The Design House cont.

Anyway, unless you are presenting a single element (centered and near the top is probably the way to go, perhaps wrapped in a big logo), you’ll want to present separate pages linked by a user-friendly navigation structure. There are many great ways to do this, luckily, but even more terrible ways — that are nevertheless regularly used.

The typical web navigation cliche is the icon menu. This practice bloomed during all the Web 2.0 hype, especially with various hover effects, but has shown fairly constant growth ever since expanding bandwidth actually began to allow graphics. Crappy designers love it but shouldn’t, whereas creative designers are now avoiding it but maybe shouldn’t. An example of a site moving away from the icon technique is seen here: Revlon wigs – now incorporates a text only menu and has seen visits respond accordingly.

Application of web navigation with text and design was best demonstrated at an Invisalign Las Vegas conference where audience members were given tablets to follow along with speakers from Hansen Orthodonics. With a few clicks and a couple drags the audience was given a full tour of the diagnosing and procedural protocols for Hansen Ortho’s “Smile Make Over” as well as how Invisalign braces actually work. One of their most popular type of Invisalign braces for teenagers is called by a snappy name: “Invisalign teen Las Vegas” Teenagers love this type of invisible brace with its special aligners. If you are not familiar with this system: Invisalign uses advanced computer technology to translate the orthodontist’ s instructions into a sequence of finely calibrated aligners. Each aligner is worn for about two weeks and only taken out to eat, brush, and floss or during some spots. As the patient replaces each aligner with the next, his / her teeth will begin to move gradually, week-by-week, until the final alignment prescribed is attained.

Here’s an example where text navigation is essential: medical tourism.

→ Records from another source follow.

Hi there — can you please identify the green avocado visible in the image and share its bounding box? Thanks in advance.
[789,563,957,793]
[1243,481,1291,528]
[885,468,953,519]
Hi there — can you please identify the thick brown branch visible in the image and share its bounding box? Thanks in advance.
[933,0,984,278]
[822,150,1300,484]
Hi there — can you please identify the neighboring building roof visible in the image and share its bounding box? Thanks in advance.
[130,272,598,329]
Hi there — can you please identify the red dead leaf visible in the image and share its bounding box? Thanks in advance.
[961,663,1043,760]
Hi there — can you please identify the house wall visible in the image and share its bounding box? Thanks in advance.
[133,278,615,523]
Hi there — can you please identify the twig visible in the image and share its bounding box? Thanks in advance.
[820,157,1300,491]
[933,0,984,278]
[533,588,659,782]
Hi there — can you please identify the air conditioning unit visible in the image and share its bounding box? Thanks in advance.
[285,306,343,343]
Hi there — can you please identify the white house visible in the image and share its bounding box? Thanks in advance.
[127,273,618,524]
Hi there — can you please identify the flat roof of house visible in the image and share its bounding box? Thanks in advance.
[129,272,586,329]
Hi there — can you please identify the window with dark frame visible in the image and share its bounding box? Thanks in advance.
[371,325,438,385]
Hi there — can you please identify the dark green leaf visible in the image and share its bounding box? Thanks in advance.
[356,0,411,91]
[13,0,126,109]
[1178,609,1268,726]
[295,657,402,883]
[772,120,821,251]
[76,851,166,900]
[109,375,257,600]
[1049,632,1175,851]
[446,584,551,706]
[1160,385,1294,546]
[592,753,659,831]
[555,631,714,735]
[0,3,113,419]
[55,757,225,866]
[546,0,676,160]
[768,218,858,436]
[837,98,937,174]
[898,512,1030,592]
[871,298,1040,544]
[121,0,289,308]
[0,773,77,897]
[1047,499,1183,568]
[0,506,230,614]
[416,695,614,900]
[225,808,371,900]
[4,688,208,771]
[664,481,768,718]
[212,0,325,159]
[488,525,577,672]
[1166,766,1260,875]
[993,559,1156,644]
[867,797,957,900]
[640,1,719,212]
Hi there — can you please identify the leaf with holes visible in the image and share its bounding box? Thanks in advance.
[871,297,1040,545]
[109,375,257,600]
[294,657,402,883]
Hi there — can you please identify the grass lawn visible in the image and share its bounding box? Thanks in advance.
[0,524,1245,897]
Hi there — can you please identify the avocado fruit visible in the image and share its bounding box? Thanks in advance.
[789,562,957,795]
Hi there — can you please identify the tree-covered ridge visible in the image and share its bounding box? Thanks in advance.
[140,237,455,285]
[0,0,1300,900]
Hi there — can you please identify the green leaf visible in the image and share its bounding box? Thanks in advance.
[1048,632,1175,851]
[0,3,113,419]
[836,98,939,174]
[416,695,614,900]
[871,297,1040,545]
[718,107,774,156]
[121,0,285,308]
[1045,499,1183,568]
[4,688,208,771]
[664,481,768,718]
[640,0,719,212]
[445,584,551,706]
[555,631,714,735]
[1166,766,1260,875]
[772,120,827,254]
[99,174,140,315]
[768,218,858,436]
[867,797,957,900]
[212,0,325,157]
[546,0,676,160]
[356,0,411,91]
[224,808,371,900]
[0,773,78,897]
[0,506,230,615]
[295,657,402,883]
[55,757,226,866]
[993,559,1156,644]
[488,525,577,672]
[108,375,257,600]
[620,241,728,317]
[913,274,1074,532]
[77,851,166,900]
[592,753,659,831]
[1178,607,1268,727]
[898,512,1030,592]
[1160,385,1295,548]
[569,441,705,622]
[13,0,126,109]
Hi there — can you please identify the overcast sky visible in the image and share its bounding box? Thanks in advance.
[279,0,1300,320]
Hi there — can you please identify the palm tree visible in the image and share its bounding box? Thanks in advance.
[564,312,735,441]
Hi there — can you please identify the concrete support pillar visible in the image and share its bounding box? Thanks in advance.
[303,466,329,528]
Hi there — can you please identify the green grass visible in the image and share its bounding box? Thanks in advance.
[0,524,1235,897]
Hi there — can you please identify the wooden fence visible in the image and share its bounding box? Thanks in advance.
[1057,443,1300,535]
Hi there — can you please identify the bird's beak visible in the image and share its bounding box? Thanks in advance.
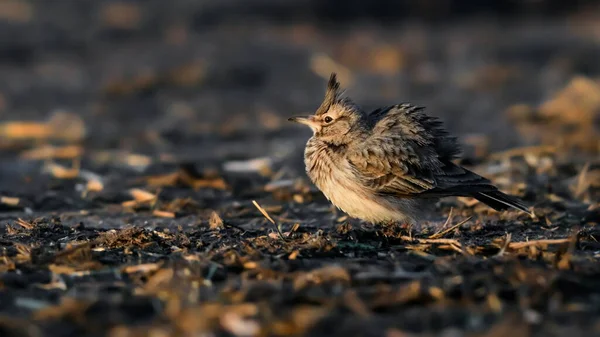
[288,116,321,130]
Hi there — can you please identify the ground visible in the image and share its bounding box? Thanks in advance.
[0,1,600,337]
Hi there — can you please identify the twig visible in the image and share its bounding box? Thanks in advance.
[508,238,572,249]
[252,200,286,241]
[429,216,473,239]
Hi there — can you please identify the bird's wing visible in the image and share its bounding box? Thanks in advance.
[347,104,494,197]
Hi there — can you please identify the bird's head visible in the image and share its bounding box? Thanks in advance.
[288,73,363,145]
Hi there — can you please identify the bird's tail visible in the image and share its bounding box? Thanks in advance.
[472,191,531,214]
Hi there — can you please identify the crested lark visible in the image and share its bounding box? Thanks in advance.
[289,73,529,223]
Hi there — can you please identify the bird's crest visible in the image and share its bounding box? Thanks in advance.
[315,73,340,115]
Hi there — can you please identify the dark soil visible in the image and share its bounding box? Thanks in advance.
[0,1,600,337]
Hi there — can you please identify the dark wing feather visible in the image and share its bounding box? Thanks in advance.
[348,104,495,197]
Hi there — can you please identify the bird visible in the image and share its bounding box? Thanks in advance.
[288,73,531,224]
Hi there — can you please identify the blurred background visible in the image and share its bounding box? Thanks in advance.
[0,0,600,176]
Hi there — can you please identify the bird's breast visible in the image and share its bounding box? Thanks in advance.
[304,139,420,223]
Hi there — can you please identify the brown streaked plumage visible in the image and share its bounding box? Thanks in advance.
[289,74,529,223]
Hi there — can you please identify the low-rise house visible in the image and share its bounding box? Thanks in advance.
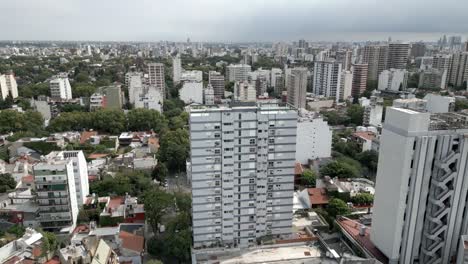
[0,228,48,264]
[100,195,145,226]
[0,189,39,227]
[299,188,329,208]
[351,131,376,152]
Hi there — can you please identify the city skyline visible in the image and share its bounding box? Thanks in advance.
[0,0,468,42]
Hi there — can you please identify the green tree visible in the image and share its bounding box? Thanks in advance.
[351,193,374,205]
[302,169,317,187]
[143,188,174,233]
[320,161,360,178]
[72,82,96,97]
[146,259,163,264]
[41,231,58,256]
[356,150,379,173]
[93,109,127,134]
[158,129,190,170]
[0,173,16,193]
[127,108,167,133]
[174,192,192,212]
[347,104,364,126]
[320,110,349,126]
[24,141,60,155]
[326,198,350,218]
[151,162,169,185]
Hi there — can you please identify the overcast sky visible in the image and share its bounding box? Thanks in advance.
[0,0,468,42]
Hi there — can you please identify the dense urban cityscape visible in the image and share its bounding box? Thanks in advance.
[0,1,468,264]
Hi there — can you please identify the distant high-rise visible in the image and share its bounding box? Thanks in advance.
[0,72,18,99]
[298,39,307,48]
[287,68,307,109]
[387,43,409,69]
[226,64,252,82]
[33,159,78,233]
[411,42,426,58]
[339,71,353,100]
[187,105,297,248]
[208,71,225,101]
[125,72,143,104]
[148,63,166,94]
[234,81,257,102]
[362,45,388,81]
[49,75,72,100]
[448,52,468,88]
[370,107,468,263]
[46,150,89,206]
[172,53,182,84]
[312,61,341,102]
[351,64,368,97]
[378,69,413,92]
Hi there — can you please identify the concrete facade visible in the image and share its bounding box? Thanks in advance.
[371,107,468,263]
[188,105,297,248]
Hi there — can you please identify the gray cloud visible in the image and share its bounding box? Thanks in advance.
[0,0,468,41]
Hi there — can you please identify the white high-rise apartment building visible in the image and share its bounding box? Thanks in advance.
[179,81,203,104]
[125,72,143,104]
[46,150,89,206]
[135,85,164,112]
[296,110,332,164]
[189,105,297,248]
[234,81,257,102]
[203,83,215,105]
[312,61,341,102]
[172,53,182,84]
[339,71,353,101]
[226,64,252,82]
[287,68,307,109]
[371,107,468,264]
[49,75,73,100]
[33,159,78,233]
[378,69,408,92]
[148,63,166,95]
[0,73,18,100]
[208,71,225,100]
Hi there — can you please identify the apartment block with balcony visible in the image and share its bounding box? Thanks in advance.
[33,159,78,233]
[188,104,297,248]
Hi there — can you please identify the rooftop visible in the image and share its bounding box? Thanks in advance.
[336,217,388,263]
[307,188,328,205]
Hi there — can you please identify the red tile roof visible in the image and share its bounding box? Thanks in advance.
[44,256,60,264]
[107,196,125,210]
[307,188,328,205]
[88,153,109,159]
[353,131,375,140]
[21,175,34,183]
[294,162,304,175]
[336,217,388,263]
[119,231,145,252]
[80,131,97,144]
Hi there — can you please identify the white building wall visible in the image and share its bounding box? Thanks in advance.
[339,71,353,100]
[179,82,203,104]
[189,107,297,248]
[172,53,182,84]
[378,69,408,92]
[296,118,332,164]
[49,77,73,100]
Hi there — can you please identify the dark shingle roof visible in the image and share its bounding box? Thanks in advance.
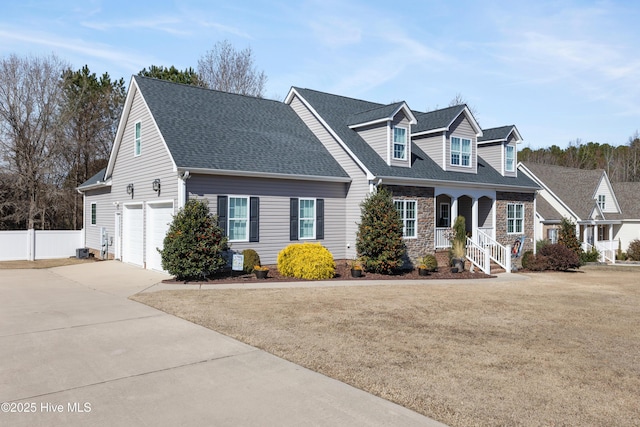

Note that this site is entirely dynamic, with the numbers of member facilities and service providers constantly growing. This means that any other technique would require constant upgrading in order to properly represent the membership, while simple text based navigation can be called directly from the data.

Practical considerations will often determine whether you should go for icons over text; the downside is that text loads quickly and the chance of misunderstanding is lessened. On the other hand, economical icons don’t take up much bandwidth and have more potential for universal recognition (it’s no longer necessary for a traffic light to have the words “stop” and “go” on the lamps, in any language). Or in this case, corporate gifts, icons/images with text to give you a better display of the products offered.

And please remember that each page will not be equally important. You may think the designer credits belong right next to the home page, but very likely your employer will disagree! A hierarchical navigation structure has definite plusses and minuses…chances are you can get away with throwing many minor links away from the main menu. But make sure that anything that you want to guide people toward exists as part of the major design elements.